Granted, there is no sure shot recipe for a winning marketing program. However, you and I will agree that there are countless ways of doing bad marketing.
On one end of bad marketing is "clueless marketing" where you spend a ton of money on trying to take your message to the target audience, but the messaging is very bad. So, you touch the target audience, but leave them so confused that they run away from you.
Moving forward, you have "Interruption Marketing" where you start throwing your message mindlessly (also known as "spray and pray") and hope that something sticks. Through sheer luck, you get some results.

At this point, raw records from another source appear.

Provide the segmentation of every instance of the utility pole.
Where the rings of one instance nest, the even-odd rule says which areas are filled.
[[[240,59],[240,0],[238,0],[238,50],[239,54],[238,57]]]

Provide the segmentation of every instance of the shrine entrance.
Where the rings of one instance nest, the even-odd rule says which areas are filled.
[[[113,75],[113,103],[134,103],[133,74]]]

So, encouraged by that "lucky strike," you double up your efforts on the "interruption Marketing" program until you lose all the good will.

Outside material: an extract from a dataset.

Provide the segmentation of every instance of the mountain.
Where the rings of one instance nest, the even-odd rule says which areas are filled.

[ Note: please see "The (Wrong) Art of Interruption Marketing"]
There are dozens of other bad marketing models, but the crown jewel goes to "Deceptive Marketing" where you conveniently hold back truth to make the recipient believe that you are trying to help them.
Recently, I received a "Notice" where they were making a "2nd Attempt" letting me know that the warranty on our BMW X1 car has already expired and they wanted me to call them to buy extended warranty.
We leased the BMW X1 so there is no concept of losing warranty. Upon closely looking at the "notice," I saw that this was a "cleverly disguised" marketing letter from Guardian - a classic example of deceptive marketing.
Three Hidden Costs
I have chosen three hidden costs to cover here:
The first problem with most bad marketing programs is that by virtue of some luck, they might show some results. They are results not because of bad marketing, but inspire of bad marketing. It's easy to attribute those results to your marketing programs. If you are not careful, you will start throwing good money after bad money. You will be hoping for a miracle at best.
The second problem with bad marketing programs is the lack of trust from the recipient and the recipient's network. This gets amplified with "deception marketing" followed by companies like Guardian. It will take a Herculean effort for the company to win back the trust (if they ever can)
The third problem with bad marketing programs is that it presents a huge opportunity cost. The time, money, energy and mindshare gets used up by marketing programs becomes unavailable for potentially good marketing programs making you pay a double price.